Thursday, June 16, 2011

A Digital World

Wow.  So, I’ve always considered myself to be fairly technologically savvy.  I’ve pretty much self-taught myself on any number of computer programs and until this last spring, the proof of my abilities lay in the fact that I was able to create newsletters and PowerPoint presentations with all the bells and whistles.  Co-workers and friends often asked for help in producing their own presentations and brochures.

Then iPod Touches arrived in the classroom, I received a MacBook as part of my duties as a middle school teacher, struggled endlessly to make the transition to the world of Macs, and ultimately learned that I knew nothing.  It’s true.  In the Mac world, I knew nothing!  And considering I had worked on a Mac doing desktop publishing back in the mid-90s, I was absolutely certain I would jump right back into the game, no problems.  Right… Frustrated and overwhelmed, I decided the best way to make my way across this terrifying bridge between Windows and the weirdness that was Mac was to immerse myself in a huge end-of-the-year project.  And when I say huge, I mean I-must-be-insane, breakdown-inducing MONUMENTAL.

The last six weeks of school, my students and I struggled with (and were sometimes buried beneath) the challenge of transforming the writings and artwork they had produced over the past year, all of it detailing their lives and experiences both here and in their home countries, into a digital format. Today, I am the proud [neurotic] owner of a single DVD.  Upon that DVD lie 35 of the most incredible stories ever produced in any of my classrooms.  It is not that the writing of my former students was any less powerful or inspiring.  It is simply that the writing of my current students can now be heard first-hand, read in their own voices and accompanied by breathtaking images of my students, their families and their artwork.

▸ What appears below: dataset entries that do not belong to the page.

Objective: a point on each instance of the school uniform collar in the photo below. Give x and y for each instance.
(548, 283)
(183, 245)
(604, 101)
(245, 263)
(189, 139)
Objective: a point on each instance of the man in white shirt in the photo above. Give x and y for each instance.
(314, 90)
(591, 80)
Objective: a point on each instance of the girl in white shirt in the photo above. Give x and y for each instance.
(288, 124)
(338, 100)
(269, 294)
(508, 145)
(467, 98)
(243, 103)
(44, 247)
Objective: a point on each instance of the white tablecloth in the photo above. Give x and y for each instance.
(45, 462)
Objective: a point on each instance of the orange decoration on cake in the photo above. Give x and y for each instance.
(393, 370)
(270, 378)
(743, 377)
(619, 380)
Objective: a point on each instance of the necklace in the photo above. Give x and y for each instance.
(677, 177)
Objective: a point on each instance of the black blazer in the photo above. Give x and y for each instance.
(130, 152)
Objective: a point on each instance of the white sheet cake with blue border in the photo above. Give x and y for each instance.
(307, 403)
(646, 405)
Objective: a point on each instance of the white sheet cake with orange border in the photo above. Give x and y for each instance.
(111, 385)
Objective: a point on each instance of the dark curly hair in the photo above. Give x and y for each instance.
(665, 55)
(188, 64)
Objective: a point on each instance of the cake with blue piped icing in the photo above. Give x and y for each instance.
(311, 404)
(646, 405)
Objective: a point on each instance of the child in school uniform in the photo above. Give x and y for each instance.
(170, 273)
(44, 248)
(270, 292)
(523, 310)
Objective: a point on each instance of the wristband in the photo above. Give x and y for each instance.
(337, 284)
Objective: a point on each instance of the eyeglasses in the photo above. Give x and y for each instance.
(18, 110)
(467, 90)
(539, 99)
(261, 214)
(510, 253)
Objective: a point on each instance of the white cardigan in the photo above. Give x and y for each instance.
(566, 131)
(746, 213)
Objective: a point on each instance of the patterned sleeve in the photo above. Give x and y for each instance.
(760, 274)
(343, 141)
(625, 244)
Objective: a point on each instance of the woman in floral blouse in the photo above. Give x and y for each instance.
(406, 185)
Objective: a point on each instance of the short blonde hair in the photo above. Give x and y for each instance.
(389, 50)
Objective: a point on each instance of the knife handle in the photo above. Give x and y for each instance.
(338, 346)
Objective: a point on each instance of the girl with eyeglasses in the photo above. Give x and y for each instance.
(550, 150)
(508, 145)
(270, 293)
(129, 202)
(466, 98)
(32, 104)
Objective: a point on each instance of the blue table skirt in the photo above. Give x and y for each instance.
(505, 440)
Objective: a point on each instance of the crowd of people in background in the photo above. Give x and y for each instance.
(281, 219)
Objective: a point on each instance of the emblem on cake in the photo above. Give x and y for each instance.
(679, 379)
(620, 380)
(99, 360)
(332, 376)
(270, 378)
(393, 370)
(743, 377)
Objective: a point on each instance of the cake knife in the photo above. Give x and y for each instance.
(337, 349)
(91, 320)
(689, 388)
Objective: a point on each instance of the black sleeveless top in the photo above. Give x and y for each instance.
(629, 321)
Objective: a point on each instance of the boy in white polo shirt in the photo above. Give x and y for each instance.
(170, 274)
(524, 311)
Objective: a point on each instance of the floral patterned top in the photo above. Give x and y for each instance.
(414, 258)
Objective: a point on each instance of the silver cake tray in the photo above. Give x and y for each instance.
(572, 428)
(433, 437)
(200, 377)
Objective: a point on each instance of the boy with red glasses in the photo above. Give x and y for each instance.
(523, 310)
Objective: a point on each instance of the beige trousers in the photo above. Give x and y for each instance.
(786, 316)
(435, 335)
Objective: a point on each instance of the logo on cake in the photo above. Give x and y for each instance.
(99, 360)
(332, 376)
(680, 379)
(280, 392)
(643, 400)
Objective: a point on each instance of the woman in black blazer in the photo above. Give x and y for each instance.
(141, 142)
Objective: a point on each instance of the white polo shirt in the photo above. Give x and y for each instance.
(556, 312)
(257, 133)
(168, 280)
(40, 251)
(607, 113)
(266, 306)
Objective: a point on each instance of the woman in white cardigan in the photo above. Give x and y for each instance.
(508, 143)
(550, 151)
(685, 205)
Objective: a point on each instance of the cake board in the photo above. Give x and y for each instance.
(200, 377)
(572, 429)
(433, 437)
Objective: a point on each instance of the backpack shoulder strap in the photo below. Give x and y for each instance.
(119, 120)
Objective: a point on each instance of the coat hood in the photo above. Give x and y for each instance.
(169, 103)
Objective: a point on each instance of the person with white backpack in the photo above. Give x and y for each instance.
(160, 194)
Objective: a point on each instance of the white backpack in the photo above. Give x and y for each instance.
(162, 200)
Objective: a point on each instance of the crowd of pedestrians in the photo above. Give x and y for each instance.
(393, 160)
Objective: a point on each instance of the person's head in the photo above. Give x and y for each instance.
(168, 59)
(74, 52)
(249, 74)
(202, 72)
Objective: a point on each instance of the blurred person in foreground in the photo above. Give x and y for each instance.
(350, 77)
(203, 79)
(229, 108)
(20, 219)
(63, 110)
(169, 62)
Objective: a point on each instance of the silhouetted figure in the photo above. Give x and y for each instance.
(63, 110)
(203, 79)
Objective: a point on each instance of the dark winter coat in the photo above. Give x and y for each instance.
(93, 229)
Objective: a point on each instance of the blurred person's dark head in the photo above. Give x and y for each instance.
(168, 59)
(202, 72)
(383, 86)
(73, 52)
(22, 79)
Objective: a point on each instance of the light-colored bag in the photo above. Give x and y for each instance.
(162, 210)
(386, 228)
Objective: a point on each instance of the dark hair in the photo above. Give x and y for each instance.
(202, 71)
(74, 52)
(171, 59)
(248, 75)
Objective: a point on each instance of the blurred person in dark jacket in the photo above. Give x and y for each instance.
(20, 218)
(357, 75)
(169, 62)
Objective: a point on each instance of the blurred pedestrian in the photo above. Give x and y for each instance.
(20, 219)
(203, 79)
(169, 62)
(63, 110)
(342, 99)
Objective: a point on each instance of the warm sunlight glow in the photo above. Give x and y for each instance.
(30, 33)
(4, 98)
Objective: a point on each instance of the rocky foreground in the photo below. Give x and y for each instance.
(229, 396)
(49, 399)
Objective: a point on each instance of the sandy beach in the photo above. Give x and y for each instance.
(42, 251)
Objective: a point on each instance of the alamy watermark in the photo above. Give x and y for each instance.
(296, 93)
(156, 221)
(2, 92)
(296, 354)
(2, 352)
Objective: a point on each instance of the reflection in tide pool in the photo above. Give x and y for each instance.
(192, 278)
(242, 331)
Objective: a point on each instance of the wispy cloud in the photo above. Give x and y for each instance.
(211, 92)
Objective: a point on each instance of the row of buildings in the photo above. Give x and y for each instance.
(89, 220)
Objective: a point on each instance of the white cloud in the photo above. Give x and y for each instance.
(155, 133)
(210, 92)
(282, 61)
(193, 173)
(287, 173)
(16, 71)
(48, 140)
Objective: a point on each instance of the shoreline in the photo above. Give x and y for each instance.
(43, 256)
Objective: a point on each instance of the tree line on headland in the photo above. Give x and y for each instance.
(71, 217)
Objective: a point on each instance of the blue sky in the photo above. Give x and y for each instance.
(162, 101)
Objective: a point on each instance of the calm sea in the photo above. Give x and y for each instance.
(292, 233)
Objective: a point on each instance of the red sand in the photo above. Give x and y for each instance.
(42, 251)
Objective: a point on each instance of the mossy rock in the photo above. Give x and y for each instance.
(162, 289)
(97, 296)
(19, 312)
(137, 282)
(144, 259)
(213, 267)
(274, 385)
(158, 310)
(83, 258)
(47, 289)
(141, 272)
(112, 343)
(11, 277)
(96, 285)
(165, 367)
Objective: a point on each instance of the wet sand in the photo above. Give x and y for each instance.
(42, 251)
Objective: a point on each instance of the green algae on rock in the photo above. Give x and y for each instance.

It has been an incredible journey and in the process, I have learned 3 things:

1.  I am not as technologically savvy as I once thought.

2.  My students are even more amazing than I ever knew.  And I thought they were pretty darn amazing before we ever began this process.  In fact, they are truly brilliant.  It was pretty humbling to realize that 13-year olds who had never moved a mouse before arriving in this country five months to two years ago are more technologically savvy than me.  Wow.  Like I said. Amazing and brilliant.

3.  I am truly blessed.  I love teaching ESL and I love working at the middle school level.
I am so incredibly proud of my students in this moment.  Every time I watch their stories, I learn something new or notice something I missed.  Their stories truly bring tears to my eyes. Sometimes because the stories themselves are just that moving.  And sometimes simply because I watch their stories and I remember where they were at the beginning of the year (or whenever they arrived in my classroom for the first time) and I am literally blown away at the growth that each and every single student has shown.  I suppose I have grown too (after all, I produced a movie with my students!), but at the end of the day, it’s never about me.  In the end, I simply benefit from the amazing presence of the students in my life.